En outre, afin de ne pas interférer avec les activités normales de routine des laboratoires de pathologie clinique et des autres services de l’hôpital, compte tenu du nombre élevé de travailleurs de la santé concernés (environ 2550), l’échantillonnage suivra des procédures bien organisées.

Les personnels de santé inscrits à l’ASP, tant hospitaliers que territoriaux, sont ceux qui ont subi la vaccination anti-SARS-CoV-2/COVID-19 avec l’un des vaccins disponibles.

Le dosage quantitatif des anticorps IgG sera effectué par les laboratoires de l’hôpital “Giovanni Paolo II” de Raguse, “Maggiore” de Modica et “R. Guzzardi” de Vittoria.

Nombre de dosages prévus 10 200

La vaccination anti-SARS-CoV-2/COVID-19 représente l’un des principes les plus importants qui peuvent contribuer à protéger les individus et les communautés afin de réduire l’impact de la pandémie de COVID-19. Les vaccins anti-SARS-Cov2 stimulent une réponse immunitaire spécifique et rapide, qui favorise la production d’anticorps neutralisants, de sorte que le sujet vacciné sera en mesure de faire face à une éventuelle infection future par le SRAS-COV-2.

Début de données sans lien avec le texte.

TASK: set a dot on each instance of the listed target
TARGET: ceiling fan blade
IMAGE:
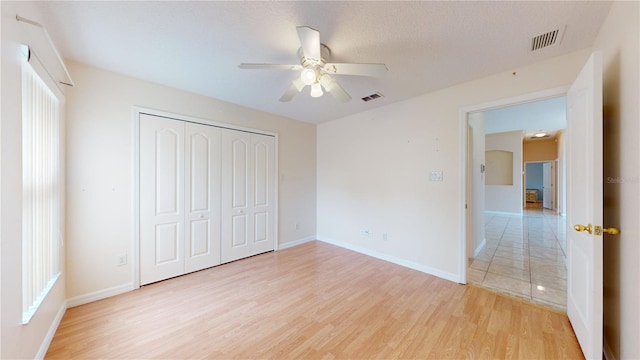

Deux vaccins, tous deux à base d’ARNm, ont été homologués en Italie : le vaccin développé par BioNTech et Pfizer, homologué par l’AIFA le 22 décembre 2020, et le vaccin Moderna, homologué le 7 janvier 2021. Les deux vaccins sont administrés en deux doses espacées d’au moins 21 jours pour le vaccin BioNTech et Pfizer et de 28 jours pour le vaccin Moderna.

Un troisième vaccin produit par AstraZeneca a également été récemment autorisé en Italie. Par rapport aux vaccins à base d’ARNm, le vaccin d’AstraZeneca utilise une approche différente pour induire la réponse immunitaire de l’organisme à la protéine de l’épi.

Il s’agit plus précisément d’un vaccin qui utilise une version modifiée de l’adénovirus du chimpanzé, qui n’est plus capable de se répliquer, comme vecteur pour fournir les instructions de synthèse de la protéine de pointe du SRAS-CoV-2. Une fois produite, la protéine peut stimuler une réponse immunitaire spécifique, à la fois anticorps et cellulaire.